We’ve seen that same tendency toward longer workdays here at Insight as well. When we pull the numbers from our Office 365 tenant, we see that after-hours work has increased across the board. On the flip side, we also see people taking care of non-work related tasks during the day, such as helping the kids with school or running an errand. You wouldn’t normally see this behavior in the office, but remote work is creating greater flexibility between work and home life.
For most people, this new flexibility is a big adjustment that requires both a culture shift and a learning phase. We see some people get a sense of paranoia and anxiety, thinking they can’t leave their workstation for fear of being watched or missing a call. Then there are others, who take advantage of the newfound freedom to play hooky until it’s time for a call. Obviously, neither mentality is ideal.
However, since we can’t physically check in on anyone anymore, it’s hard to enforce rigid rules that constrain employees to a 9:00 a.m. – 5:00 p.m. workday. While some employees may be offline for some time during the day, they may also be more willing to work after hours to ensure tasks get done on time.
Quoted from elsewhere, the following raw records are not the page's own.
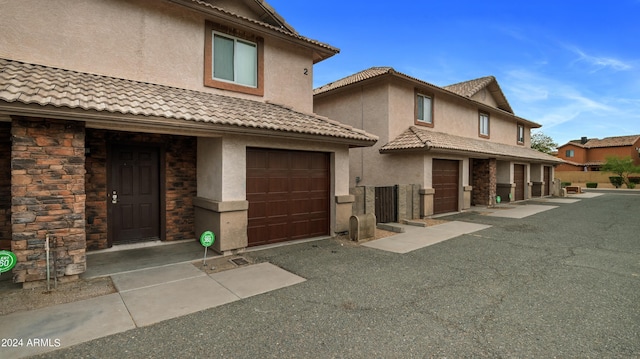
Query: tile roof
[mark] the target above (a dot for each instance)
(57, 88)
(607, 141)
(355, 78)
(465, 89)
(417, 138)
(472, 87)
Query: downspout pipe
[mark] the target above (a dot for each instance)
(46, 248)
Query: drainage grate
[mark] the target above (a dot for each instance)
(239, 261)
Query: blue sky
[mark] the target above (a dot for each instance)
(572, 66)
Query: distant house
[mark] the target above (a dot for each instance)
(440, 149)
(155, 120)
(589, 154)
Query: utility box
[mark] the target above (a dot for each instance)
(362, 227)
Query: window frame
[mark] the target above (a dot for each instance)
(519, 131)
(482, 114)
(237, 35)
(422, 94)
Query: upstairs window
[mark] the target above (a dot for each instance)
(233, 60)
(483, 124)
(424, 109)
(520, 134)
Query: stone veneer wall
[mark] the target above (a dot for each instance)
(5, 186)
(484, 182)
(48, 198)
(180, 182)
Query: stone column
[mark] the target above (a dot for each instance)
(48, 198)
(344, 210)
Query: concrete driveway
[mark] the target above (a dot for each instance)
(560, 283)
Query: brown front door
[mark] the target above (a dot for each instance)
(288, 195)
(134, 194)
(518, 178)
(445, 183)
(385, 207)
(547, 180)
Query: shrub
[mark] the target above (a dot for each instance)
(616, 181)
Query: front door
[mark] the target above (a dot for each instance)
(134, 194)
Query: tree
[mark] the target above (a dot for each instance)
(543, 143)
(621, 166)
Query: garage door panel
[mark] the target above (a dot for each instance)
(278, 185)
(295, 202)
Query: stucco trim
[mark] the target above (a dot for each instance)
(345, 199)
(220, 207)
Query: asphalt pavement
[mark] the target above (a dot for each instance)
(564, 282)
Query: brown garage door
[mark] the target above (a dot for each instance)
(288, 194)
(445, 183)
(518, 178)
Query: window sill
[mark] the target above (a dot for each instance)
(258, 91)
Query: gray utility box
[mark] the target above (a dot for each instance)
(362, 227)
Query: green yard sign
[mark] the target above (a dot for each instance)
(8, 260)
(207, 238)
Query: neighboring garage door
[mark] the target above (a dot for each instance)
(445, 184)
(288, 194)
(518, 178)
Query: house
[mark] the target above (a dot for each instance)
(440, 149)
(588, 154)
(155, 120)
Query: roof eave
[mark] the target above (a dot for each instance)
(473, 154)
(153, 124)
(393, 73)
(321, 51)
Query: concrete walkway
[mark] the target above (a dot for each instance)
(415, 237)
(144, 297)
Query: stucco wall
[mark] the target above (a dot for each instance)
(450, 115)
(140, 40)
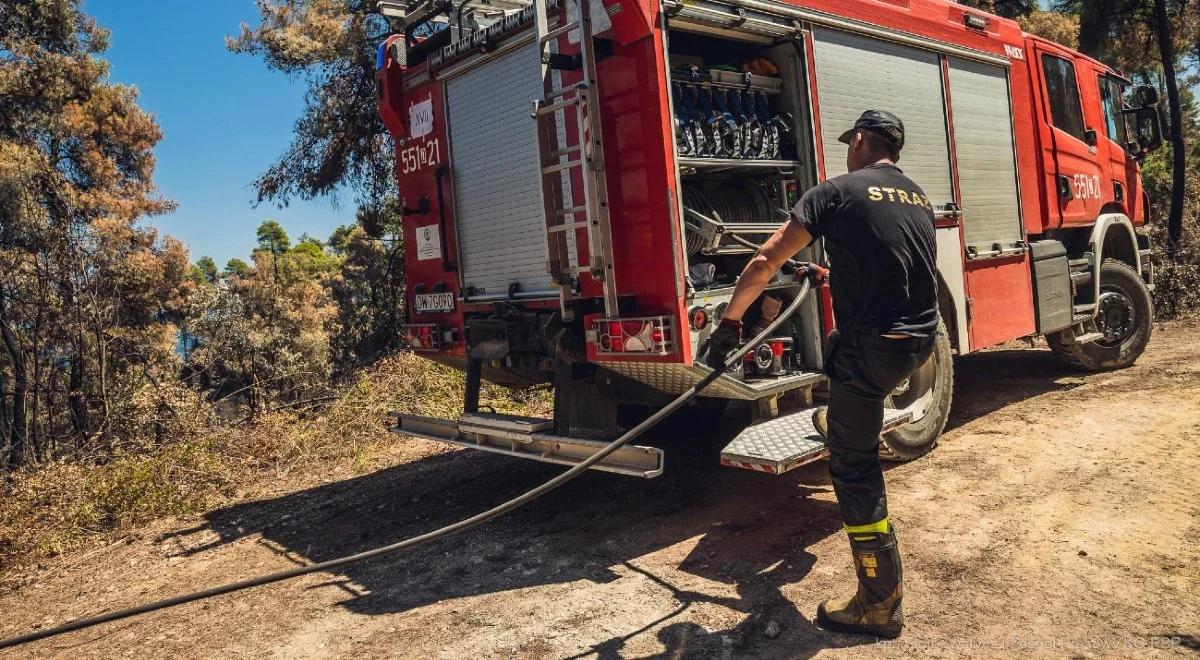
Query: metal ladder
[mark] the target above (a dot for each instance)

In this way, remote work gives us the opportunity to build a stronger sense of trust between employers and employees — but it has to start at the top. Management and executive leadership have to encourage a culture of work-life balance. Employees need to know it’s okay to take a break when needed and it’s also okay to work odd hours to get a task done.
Managers should do their best to lead by example, from logging off when it’s time for a break, to fully unplugging when they’re on vacation. This is the best way to set a precedent for healthy work-life balance. Don’t get me wrong, there will always be those who dive two feet into work and never leave, but leadership can help change this mentality. We need to tell our teams, “Hey, when you’re going out, log out. When you have plans, log out. There’s always tomorrow.”